Tina Masciangioli, an AAAS Environmental Science and Technology Policy Fellow with EPA’s National Center for Environmental Research, championed the work of Colvin and Wiesner, saying that it is vital to look into nanotechnology's potential impact on the environment.

But she also hailed nanotechnology as a potential ally in the war against pollution. She said nanotechnology can play a role in areas of concern to environmentalists: pollution prevention, treatment and remediation.

Benign nanomaterials, she said, may help make more manufacturing processes "green" by being used to replace toxic substances. She also envisions the use of nanotechnology to produce "bar codes" that would be affixed to, for example, toxic substances, alerting authorities to the presence of dangerous materials in the environment.

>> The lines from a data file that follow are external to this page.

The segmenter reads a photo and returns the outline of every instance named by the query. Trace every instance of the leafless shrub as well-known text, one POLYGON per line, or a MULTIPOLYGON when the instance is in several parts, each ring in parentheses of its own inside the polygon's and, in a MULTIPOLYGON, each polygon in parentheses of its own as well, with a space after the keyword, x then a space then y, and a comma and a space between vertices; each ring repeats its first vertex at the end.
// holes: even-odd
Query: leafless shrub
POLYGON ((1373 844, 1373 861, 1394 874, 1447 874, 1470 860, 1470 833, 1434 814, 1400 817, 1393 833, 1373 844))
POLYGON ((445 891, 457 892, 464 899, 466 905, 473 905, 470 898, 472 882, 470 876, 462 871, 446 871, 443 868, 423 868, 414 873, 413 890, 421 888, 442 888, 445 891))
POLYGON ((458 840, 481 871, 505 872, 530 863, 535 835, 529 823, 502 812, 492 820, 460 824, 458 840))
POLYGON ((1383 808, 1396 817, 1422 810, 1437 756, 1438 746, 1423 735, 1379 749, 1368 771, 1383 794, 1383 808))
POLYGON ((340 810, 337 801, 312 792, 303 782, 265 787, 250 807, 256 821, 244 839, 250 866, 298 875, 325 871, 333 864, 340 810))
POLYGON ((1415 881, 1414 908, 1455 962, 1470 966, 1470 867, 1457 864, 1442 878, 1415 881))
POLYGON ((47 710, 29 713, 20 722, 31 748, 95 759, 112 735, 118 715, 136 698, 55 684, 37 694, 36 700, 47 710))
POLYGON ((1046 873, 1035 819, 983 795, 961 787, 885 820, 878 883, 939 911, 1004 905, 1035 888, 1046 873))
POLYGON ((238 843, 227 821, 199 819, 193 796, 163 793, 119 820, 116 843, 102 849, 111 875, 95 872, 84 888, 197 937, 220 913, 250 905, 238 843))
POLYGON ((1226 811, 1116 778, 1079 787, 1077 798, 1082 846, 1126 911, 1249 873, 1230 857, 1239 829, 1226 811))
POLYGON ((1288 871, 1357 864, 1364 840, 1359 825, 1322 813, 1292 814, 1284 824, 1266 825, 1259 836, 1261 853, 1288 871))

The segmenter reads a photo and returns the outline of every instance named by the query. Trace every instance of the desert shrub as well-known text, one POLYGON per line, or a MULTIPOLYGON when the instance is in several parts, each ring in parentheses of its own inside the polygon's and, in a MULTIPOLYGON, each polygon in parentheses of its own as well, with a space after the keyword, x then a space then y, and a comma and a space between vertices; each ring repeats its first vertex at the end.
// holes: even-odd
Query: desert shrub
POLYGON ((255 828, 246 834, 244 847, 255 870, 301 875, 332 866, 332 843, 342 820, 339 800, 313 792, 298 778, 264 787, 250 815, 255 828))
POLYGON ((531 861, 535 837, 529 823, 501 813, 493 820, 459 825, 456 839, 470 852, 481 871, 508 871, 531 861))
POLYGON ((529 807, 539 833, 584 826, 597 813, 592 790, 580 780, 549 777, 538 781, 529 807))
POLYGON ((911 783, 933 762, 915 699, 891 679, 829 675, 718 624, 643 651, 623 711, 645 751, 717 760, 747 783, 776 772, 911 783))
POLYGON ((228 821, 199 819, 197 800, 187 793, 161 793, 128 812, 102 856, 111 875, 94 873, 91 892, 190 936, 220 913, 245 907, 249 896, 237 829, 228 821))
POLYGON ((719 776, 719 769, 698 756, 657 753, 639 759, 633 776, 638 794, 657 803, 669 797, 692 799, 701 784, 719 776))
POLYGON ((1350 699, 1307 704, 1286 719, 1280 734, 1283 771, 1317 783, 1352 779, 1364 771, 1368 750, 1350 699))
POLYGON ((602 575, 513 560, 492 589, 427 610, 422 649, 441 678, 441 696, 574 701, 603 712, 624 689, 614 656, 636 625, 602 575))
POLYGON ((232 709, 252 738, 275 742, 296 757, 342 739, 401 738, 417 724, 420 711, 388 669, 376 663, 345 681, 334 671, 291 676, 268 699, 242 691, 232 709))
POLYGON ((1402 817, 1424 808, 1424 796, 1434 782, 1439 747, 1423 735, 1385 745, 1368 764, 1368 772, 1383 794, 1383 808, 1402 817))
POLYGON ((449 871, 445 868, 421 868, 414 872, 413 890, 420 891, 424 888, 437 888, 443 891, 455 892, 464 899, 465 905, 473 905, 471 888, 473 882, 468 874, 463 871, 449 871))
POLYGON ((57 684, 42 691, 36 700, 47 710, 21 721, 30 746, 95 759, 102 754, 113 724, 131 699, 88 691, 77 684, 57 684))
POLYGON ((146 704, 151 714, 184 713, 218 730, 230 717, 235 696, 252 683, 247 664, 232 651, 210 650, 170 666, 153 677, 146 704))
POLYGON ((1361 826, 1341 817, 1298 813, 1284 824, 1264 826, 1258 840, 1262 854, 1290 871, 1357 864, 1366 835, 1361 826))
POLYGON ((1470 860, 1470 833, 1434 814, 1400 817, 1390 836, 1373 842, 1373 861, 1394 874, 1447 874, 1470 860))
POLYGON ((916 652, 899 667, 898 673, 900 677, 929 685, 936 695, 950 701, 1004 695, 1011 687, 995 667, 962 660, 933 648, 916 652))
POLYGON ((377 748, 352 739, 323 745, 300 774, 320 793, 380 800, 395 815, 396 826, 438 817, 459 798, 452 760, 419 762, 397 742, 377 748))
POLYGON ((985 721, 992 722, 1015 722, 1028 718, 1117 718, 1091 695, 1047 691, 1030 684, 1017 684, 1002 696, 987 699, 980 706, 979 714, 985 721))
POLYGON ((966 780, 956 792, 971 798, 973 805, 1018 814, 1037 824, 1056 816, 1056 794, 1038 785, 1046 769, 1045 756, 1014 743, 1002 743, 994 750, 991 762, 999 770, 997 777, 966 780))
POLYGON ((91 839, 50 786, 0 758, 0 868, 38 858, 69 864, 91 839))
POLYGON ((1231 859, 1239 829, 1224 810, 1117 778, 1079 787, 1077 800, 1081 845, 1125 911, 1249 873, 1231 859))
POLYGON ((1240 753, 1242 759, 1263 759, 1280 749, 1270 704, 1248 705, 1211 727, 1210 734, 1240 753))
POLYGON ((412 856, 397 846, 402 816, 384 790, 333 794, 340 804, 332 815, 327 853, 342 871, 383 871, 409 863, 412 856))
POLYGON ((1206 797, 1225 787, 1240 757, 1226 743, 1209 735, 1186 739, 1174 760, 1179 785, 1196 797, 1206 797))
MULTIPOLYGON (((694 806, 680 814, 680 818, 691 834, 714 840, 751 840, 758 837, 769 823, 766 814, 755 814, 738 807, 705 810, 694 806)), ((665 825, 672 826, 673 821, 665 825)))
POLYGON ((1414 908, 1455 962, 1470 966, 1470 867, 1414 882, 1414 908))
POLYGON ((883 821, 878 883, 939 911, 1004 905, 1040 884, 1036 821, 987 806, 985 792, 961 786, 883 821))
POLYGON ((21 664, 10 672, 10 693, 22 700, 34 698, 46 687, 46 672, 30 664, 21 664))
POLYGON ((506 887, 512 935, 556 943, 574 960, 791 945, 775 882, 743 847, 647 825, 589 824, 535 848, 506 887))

Environmental science is full of attempts to introduce pollution-busting properties into the pipes toxic substances travel through, and here nanotechnology has potential, she said. Iron is now being used in pipes to reduce contaminants. Scientists, however, have found that nanosized iron greatly improves the efficiency of the reaction between iron and contaminants.

She also said nanotechnology should help clean up the computer chip-building manufacture process, adding that the ways in which nanotechnology has the potential to improve the environment are limited only by the imagination.

"There were great breakthroughs this year" in nanotechnology, she said. "This will open up so many avenues for environmental protection. As we're doing this research, however, we have to think about the possible implications."